The Method of Labeled Atoms in Biology: Isotopes Tracing Photosynthesis
The labelled-atom method (also called the tracer method) is a technique in which an isotope is introduced into a compound so its path through a living organism can be tracked, and it is now widely used across biological research. In plant biology it lets scientists follow a single element as it moves through metabolic pathways, revealing how processes such as photosynthesis, respiration, and mineral nutrition actually work.
Why are isotopes used as labelled atoms?
Isotopes work as labelled atoms because they share the chemical behaviour of an element while remaining physically distinguishable. Many chemical elements are in fact a mixture of isotopes. Isotopes of the same element differ from one another in the number of neutrons in the nucleus — that is, in mass — whereas the chemical properties of an element depend on the number and arrangement of the electrons surrounding the nucleus.

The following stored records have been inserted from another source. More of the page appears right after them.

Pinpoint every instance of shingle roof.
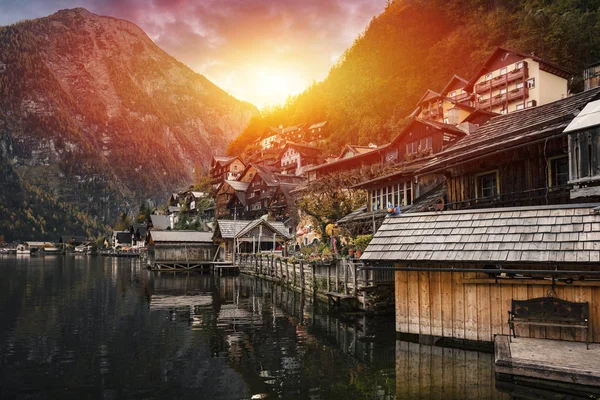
[150,215,171,229]
[238,219,291,239]
[419,88,600,172]
[225,181,249,192]
[215,219,291,239]
[361,204,600,264]
[150,231,213,243]
[215,219,251,239]
[279,142,321,158]
[308,121,327,130]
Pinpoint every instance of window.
[548,155,569,186]
[406,142,419,154]
[527,78,535,89]
[419,136,433,151]
[475,171,498,198]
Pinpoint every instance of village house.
[215,181,249,219]
[129,224,148,249]
[337,118,466,236]
[150,215,177,230]
[304,121,329,142]
[279,142,321,176]
[466,47,572,114]
[361,88,600,342]
[148,230,217,269]
[413,47,572,125]
[303,145,387,182]
[213,219,292,261]
[243,166,304,219]
[209,156,246,187]
[110,231,133,249]
[268,183,298,227]
[583,63,600,90]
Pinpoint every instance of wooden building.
[361,88,600,341]
[210,156,246,187]
[148,230,217,269]
[243,165,304,220]
[279,142,321,176]
[466,47,572,114]
[269,183,298,227]
[215,181,249,218]
[415,89,600,209]
[304,145,387,181]
[361,204,600,342]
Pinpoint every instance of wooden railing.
[236,254,394,296]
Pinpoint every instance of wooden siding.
[447,137,569,209]
[395,266,600,342]
[154,243,217,262]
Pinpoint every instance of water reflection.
[0,257,508,399]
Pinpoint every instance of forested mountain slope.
[0,9,258,238]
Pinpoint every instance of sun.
[253,67,307,105]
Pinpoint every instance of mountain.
[0,8,258,238]
[228,0,600,154]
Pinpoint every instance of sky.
[0,0,387,108]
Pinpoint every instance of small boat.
[17,244,31,255]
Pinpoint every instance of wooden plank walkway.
[494,335,600,387]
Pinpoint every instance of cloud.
[0,0,386,106]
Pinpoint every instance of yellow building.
[414,47,571,125]
[466,47,571,114]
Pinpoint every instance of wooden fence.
[236,254,394,305]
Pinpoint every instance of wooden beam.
[461,278,600,287]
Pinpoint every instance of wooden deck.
[149,260,231,271]
[494,335,600,392]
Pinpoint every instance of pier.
[236,254,394,311]
[494,335,600,393]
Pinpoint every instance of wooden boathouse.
[361,204,600,347]
[214,219,292,261]
[148,231,217,270]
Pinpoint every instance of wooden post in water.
[352,262,358,297]
[335,260,341,293]
[292,263,296,287]
[285,258,290,285]
[344,261,348,294]
[300,261,304,293]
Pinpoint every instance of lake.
[0,255,510,400]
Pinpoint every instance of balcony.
[477,99,491,109]
[423,107,443,119]
[508,87,529,101]
[492,93,506,107]
[453,93,471,104]
[475,62,529,93]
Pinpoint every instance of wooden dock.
[494,335,600,393]
[148,260,237,271]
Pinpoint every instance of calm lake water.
[0,256,510,400]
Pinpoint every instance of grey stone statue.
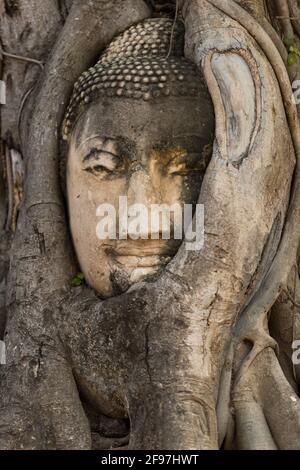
[63,18,214,297]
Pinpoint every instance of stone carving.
[64,18,214,297]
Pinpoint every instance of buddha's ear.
[203,51,261,166]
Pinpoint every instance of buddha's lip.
[114,253,171,269]
[109,242,177,258]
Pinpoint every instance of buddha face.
[67,96,214,298]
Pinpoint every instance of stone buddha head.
[63,18,214,298]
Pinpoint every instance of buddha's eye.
[168,153,205,176]
[83,148,120,176]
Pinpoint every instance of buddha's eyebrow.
[83,147,117,163]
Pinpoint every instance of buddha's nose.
[127,166,162,239]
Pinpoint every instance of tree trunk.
[0,0,300,450]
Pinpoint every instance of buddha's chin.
[110,255,171,296]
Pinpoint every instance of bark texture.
[0,0,300,450]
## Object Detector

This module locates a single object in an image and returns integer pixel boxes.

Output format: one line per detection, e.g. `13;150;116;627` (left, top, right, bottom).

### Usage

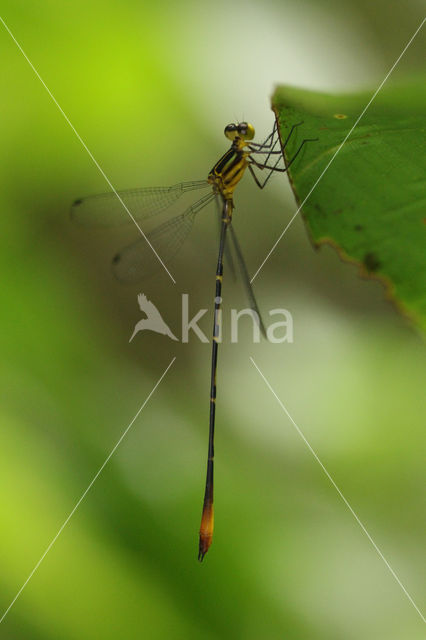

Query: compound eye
224;124;237;140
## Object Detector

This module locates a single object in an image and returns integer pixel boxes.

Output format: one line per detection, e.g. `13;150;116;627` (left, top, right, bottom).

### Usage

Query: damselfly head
225;122;254;140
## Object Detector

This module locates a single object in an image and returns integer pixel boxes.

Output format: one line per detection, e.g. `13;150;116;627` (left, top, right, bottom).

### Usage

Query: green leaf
272;82;426;329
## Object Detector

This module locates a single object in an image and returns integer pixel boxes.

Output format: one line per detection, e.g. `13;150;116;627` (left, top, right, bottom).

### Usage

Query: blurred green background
0;0;426;640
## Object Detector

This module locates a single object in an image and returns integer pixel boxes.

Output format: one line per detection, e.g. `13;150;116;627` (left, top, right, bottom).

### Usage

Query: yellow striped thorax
207;122;254;200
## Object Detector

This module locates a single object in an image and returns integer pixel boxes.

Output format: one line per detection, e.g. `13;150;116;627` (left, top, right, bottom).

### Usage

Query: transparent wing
216;195;237;282
71;180;211;226
112;192;215;282
229;223;266;338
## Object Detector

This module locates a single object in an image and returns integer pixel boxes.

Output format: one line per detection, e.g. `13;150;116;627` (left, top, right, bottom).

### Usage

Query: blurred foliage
0;0;426;640
272;78;426;329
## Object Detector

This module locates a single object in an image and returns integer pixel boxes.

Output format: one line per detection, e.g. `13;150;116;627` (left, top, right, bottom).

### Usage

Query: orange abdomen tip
198;503;214;562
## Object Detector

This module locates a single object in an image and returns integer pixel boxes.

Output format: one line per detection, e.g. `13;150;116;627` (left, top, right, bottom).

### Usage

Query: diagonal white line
0;16;176;284
250;356;426;622
0;357;176;624
250;18;426;283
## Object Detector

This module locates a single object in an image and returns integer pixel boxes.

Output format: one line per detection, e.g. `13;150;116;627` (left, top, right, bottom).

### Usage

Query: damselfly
72;122;310;561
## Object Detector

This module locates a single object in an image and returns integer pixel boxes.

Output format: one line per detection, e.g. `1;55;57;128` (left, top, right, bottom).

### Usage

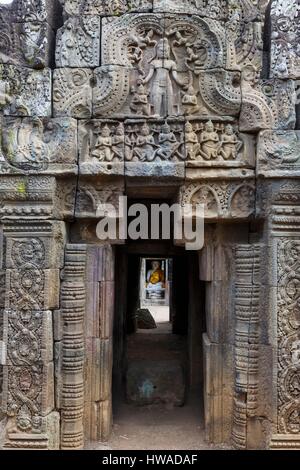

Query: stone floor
87;399;229;450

Because all isotopes of a given element share the same chemical properties, they can be substituted for ordinary atoms without changing how a compound reacts. This is what makes isotopes usable as tracers. A compound labelled with an isotope is introduced into the plant, and the presence of the labelled atoms in the plant's tissues is then detected either by their radioactivity or with specialised instruments such as mass spectrometers.
Whether an isotope can be used depends on how long it survives, which is defined by its half-life — the period over which half the atoms of a radioactive element decay. The half-lives of the isotopes commonly used in plant research vary enormously, from minutes to thousands of years:
- nitrogen N13 — a half-life of under 10 minutes;
- phosphorus P32 — 14.3 days;
- sulphur S35 — 87.1 days;
- hydrogen H3 (tritium) — 12.3 years;
- carbon C14 — 5,600 years.
A short half-life means the tracer must be applied and measured quickly, while a long-lived isotope such as carbon C14 can be followed over extended experiments. Using labelled atoms makes it possible to trace the transformation of a particular element inside plants, which is what makes the method indispensable for studying photosynthesis, respiration, mineral nutrition, and other processes.

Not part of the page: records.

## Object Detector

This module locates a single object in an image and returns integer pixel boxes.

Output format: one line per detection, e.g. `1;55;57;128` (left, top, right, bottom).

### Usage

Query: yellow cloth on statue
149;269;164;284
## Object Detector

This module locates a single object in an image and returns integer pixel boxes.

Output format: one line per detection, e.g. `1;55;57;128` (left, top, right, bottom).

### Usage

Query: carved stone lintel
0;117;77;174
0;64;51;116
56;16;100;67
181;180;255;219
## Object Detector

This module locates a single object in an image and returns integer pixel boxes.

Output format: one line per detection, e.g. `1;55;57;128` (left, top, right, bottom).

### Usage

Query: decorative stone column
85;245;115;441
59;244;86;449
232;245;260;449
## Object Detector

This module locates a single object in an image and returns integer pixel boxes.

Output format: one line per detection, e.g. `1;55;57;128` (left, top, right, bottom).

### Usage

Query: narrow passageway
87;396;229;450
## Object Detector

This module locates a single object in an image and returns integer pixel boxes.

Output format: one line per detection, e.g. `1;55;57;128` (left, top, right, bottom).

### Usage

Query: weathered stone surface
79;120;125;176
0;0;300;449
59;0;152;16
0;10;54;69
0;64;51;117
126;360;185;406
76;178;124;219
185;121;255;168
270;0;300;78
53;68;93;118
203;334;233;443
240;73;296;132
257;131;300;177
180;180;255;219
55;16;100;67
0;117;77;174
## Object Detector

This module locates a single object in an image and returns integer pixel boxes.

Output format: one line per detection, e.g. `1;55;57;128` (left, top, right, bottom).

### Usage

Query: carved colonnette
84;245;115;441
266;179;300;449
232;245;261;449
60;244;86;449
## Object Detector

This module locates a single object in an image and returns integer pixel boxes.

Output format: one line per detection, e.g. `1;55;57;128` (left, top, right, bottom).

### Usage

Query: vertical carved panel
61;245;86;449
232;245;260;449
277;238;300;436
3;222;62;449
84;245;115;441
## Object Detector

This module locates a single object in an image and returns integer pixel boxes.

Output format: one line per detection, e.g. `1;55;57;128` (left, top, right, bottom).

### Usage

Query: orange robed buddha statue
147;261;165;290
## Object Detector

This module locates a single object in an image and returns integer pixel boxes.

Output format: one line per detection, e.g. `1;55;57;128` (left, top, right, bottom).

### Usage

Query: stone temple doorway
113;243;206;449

How did the labelled-atom method reveal the source of oxygen in photosynthesis?
The labelled-atom method showed that the oxygen released during photosynthesis comes from water, not from carbon dioxide. In the experiments of A. P. Vinogradov, the isotope of oxygen O18 was introduced separately into molecules of CO2 and H2O. When the heavy isotope was placed in the CO2 used in photosynthesis, the oxygen given off had an atomic weight of 16 — the ordinary isotope.
This result demonstrated that the oxygen released in photosynthesis does not originate from CO2. A plant supplied instead with water containing O18 released precisely that labelled oxygen during photosynthesis.
The conclusion is that in the process of photosynthesis oxygen is split out of water rather than from carbon dioxide, overturning the earlier assumption. The discovery settled a long-standing question about where the oxygen in the atmosphere produced by green plants actually comes from.
What intermediate products of photosynthesis did the tracer method uncover?
Labelling carbon with the isotope C14 made it possible to identify the intermediate products formed during photosynthesis. By feeding plants radioactive carbon and then analysing the leaves after very brief exposures to light, researchers could catch compounds at the earliest moments of carbon fixation.
Even after only 5–10 seconds of exposure to light, the leaves were found to contain many organic acids — including pyruvic, malic, succinic, and oxaloacetic acids — along with the amino acids alanine, aspartic acid, and glutamic acid, and their amides, (see this: Benefits of corn oil).
The labelled-atom method also showed that the products of photosynthesis change depending on the species of plant, its age, and the surrounding conditions of light, temperature, and mineral nutrition, (detailed: How do external factors influence the process of photosynthesis?). By tracing carbon through these variables, scientists could see how a plant's chemistry shifts in response to its environment — something that would have been invisible without isotopic tracers.